Few would disagree with these claims, but Sandberg points out the danger of this cultural moment swinging the other way. ‘I have already heard the rumblings of a backlash: "This is why you shouldn’t hire women",’ she wrote. ‘Actually, this is why you should.’
Sandberg points to a depressing logic: it may be that the easiest way of avoiding the company falling into disrepute over harassment claims is simply not to hire women, rather than not promote the men who are prone to that behaviour.
‘I am afraid that Sheryl Sandberg’s predictions will come true,’ says Christine Naschberger, a professor at Audencia Business School. ‘I also think that there will be a potential "dark side" of the recent sexual harassment allegations in the media. It wouldn’t surprise me if women experienced a more hostile working environment in the coming months with, for example, an increase in sexist remarks. Women may also face more gender discrimination in the workplace.’
The number of harassment cases, both in the media and in the form of the #metoo movement, has made it clear that the old way of doing things isn’t working - and is unlikely to be able to regulate itself successfully. Sandberg is right to stress the need for proper policies that go beyond tokenism, but make sure everyone is given equal an chance of thriving.

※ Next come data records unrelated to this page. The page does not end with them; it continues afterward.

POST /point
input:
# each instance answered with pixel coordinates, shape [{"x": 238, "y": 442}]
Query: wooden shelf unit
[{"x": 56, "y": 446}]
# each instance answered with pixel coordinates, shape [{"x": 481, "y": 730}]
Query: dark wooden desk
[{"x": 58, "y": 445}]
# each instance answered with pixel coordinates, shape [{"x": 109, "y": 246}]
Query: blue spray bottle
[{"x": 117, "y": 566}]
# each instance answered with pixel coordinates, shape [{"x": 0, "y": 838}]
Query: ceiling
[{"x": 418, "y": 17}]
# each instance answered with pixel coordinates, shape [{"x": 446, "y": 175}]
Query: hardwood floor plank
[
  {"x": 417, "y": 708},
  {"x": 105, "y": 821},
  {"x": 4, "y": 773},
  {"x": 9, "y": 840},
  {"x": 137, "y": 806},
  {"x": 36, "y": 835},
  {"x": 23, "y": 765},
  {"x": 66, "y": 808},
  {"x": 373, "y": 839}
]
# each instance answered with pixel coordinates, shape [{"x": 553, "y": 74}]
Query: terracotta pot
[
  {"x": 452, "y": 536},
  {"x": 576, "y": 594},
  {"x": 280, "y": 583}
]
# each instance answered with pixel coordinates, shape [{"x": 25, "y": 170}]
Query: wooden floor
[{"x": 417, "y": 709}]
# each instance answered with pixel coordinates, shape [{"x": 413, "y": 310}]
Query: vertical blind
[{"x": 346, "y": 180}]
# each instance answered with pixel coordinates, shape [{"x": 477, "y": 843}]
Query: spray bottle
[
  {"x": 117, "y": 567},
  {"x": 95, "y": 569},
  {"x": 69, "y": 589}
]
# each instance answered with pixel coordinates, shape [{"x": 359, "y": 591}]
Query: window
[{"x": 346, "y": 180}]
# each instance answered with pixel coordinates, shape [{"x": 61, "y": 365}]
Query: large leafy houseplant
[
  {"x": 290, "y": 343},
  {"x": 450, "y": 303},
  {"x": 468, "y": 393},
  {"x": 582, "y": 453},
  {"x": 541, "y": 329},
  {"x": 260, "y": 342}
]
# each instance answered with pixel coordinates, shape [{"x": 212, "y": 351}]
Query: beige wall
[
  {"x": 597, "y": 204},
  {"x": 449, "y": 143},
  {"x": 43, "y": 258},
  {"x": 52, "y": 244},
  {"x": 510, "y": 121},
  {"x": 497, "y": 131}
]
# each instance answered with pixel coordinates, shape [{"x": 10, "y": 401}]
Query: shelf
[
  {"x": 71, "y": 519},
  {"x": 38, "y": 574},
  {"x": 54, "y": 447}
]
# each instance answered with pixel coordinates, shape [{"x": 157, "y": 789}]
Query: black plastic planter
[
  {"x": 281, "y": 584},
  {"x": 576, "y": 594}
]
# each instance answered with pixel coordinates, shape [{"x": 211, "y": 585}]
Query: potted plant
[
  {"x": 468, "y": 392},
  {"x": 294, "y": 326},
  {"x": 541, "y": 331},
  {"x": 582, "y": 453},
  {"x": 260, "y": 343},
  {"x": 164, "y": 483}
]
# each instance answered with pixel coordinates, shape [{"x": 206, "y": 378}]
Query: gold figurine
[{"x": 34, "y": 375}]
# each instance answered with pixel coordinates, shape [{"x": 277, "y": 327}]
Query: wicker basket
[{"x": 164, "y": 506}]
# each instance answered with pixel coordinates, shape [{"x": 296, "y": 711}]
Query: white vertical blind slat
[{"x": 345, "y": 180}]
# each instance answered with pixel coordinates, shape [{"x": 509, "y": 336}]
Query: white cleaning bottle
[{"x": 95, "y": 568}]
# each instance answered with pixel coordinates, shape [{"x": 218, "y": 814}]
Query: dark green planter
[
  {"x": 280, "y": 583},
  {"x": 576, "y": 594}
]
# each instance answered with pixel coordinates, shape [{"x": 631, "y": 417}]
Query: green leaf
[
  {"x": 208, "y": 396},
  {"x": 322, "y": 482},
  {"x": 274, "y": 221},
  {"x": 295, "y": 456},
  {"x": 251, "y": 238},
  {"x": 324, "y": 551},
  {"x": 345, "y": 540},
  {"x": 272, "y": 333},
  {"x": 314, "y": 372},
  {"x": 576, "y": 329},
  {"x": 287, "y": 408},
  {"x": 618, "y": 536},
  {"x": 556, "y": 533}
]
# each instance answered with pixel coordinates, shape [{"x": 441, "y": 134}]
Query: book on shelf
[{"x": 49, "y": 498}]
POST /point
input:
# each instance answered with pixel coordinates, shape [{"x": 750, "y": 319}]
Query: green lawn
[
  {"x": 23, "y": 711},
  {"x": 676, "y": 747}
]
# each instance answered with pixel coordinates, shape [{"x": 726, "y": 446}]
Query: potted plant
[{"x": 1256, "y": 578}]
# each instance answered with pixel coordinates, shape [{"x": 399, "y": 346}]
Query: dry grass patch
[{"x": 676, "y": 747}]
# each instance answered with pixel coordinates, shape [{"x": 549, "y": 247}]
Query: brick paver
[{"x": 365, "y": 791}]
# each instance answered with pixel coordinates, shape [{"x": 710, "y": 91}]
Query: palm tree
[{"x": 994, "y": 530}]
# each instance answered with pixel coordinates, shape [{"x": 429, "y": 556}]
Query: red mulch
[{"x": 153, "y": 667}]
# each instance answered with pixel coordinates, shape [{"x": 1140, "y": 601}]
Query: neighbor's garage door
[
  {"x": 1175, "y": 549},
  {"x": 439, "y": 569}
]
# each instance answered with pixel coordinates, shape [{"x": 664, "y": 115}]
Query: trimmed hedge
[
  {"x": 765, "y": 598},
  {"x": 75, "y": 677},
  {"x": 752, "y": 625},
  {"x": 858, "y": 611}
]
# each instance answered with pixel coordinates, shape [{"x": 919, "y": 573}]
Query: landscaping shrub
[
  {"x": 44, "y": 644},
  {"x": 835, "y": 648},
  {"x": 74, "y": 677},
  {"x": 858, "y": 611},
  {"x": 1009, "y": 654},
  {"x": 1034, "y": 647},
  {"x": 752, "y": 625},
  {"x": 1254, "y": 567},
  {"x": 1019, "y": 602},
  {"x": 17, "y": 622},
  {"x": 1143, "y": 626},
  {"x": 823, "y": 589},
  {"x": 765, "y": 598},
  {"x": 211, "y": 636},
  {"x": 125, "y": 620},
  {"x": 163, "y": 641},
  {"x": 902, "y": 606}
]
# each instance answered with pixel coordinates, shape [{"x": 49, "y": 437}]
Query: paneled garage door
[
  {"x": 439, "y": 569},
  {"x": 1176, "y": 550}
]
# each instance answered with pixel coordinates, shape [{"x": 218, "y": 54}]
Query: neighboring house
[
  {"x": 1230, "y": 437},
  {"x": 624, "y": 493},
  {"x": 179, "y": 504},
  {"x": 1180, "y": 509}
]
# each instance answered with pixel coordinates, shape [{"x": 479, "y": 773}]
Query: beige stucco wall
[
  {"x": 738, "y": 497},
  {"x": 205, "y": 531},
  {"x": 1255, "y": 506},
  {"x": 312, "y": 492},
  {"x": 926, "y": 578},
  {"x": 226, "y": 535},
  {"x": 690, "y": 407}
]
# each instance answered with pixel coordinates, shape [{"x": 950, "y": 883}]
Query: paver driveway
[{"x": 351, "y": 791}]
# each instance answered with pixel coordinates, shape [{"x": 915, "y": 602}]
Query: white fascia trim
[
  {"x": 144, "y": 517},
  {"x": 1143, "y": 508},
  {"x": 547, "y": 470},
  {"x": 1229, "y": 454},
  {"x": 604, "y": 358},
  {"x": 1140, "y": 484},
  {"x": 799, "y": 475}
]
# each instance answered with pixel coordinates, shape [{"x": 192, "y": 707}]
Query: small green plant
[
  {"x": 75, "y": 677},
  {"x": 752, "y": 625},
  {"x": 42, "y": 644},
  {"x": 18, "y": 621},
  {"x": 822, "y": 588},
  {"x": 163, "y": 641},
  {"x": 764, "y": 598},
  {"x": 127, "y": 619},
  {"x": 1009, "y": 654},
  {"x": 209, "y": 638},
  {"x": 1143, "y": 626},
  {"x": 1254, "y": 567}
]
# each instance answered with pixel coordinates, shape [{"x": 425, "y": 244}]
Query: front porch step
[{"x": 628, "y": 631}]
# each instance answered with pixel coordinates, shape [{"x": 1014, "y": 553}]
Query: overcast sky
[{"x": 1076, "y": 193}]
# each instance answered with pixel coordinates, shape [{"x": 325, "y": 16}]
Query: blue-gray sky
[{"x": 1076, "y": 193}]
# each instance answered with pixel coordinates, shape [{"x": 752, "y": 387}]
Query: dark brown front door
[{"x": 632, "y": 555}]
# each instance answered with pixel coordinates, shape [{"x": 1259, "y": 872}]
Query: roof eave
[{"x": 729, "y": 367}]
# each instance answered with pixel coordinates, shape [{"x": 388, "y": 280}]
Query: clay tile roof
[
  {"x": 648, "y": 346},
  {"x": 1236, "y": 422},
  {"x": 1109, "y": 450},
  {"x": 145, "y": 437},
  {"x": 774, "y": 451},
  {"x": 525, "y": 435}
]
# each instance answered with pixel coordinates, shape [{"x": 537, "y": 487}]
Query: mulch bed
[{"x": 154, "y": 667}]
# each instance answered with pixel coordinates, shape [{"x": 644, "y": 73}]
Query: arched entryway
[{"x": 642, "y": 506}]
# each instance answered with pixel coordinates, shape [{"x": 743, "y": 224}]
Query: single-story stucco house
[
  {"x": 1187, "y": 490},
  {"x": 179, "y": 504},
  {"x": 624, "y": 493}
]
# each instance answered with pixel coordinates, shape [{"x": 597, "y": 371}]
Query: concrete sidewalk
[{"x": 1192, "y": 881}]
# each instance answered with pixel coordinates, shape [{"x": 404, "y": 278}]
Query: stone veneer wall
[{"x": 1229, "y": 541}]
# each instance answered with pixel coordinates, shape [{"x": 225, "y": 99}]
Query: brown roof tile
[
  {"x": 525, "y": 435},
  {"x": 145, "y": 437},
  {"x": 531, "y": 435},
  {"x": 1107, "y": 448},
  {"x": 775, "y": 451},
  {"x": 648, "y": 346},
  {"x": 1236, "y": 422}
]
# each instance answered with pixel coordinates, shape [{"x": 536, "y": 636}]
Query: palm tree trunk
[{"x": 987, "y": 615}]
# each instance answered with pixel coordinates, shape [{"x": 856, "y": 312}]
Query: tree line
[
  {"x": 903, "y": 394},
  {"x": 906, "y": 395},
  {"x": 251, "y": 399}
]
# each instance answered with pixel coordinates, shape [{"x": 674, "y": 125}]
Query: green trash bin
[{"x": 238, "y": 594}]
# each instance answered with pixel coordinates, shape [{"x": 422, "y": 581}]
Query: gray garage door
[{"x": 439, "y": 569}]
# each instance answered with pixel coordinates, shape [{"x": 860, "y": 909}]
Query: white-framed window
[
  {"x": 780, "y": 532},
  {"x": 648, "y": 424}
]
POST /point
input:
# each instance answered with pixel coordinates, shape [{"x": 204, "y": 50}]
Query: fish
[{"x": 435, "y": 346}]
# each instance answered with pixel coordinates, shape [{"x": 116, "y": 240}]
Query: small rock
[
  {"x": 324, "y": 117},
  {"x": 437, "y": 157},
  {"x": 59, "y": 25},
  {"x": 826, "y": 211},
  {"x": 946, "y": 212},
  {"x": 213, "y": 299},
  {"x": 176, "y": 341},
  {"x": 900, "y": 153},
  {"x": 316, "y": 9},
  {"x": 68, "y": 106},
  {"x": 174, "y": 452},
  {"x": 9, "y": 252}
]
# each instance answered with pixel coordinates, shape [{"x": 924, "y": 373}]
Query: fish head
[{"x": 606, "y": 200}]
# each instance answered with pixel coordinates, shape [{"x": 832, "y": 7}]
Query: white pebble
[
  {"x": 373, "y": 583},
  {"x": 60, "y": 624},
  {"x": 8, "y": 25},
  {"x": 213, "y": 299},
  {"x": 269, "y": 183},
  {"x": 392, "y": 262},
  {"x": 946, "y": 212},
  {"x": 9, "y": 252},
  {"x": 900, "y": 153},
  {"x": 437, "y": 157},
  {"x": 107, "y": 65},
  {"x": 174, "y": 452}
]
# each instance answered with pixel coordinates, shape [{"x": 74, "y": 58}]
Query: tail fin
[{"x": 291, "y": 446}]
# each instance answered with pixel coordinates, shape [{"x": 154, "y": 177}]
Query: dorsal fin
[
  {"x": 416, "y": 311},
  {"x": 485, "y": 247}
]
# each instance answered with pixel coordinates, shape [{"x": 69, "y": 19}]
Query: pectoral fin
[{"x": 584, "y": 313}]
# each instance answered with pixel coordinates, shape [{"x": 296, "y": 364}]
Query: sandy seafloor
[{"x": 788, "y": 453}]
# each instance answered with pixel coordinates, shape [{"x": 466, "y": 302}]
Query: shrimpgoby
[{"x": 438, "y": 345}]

‘The answer lies in employers having clear code of conducts and policies and systematic and comprehensive training throughout the organisation,’ says Monica Atwal, Managing Partner and Employment Law specialist at Clarkslegal. That training needs to ensure employees have insight, to recognise they make value judgements as well as covering what is appropriate behaviour, how discrimination manifests itself within an organisation and the steps that need to be taken to avoid discrimination. Sanctions need to be measured. Power need to be checked. Management responsibility is not only to set standards but to ensure that the ways of work are constantly challenged and reviewed to prevent indirectly discriminatory practices but also so employers can attract the very best talent.’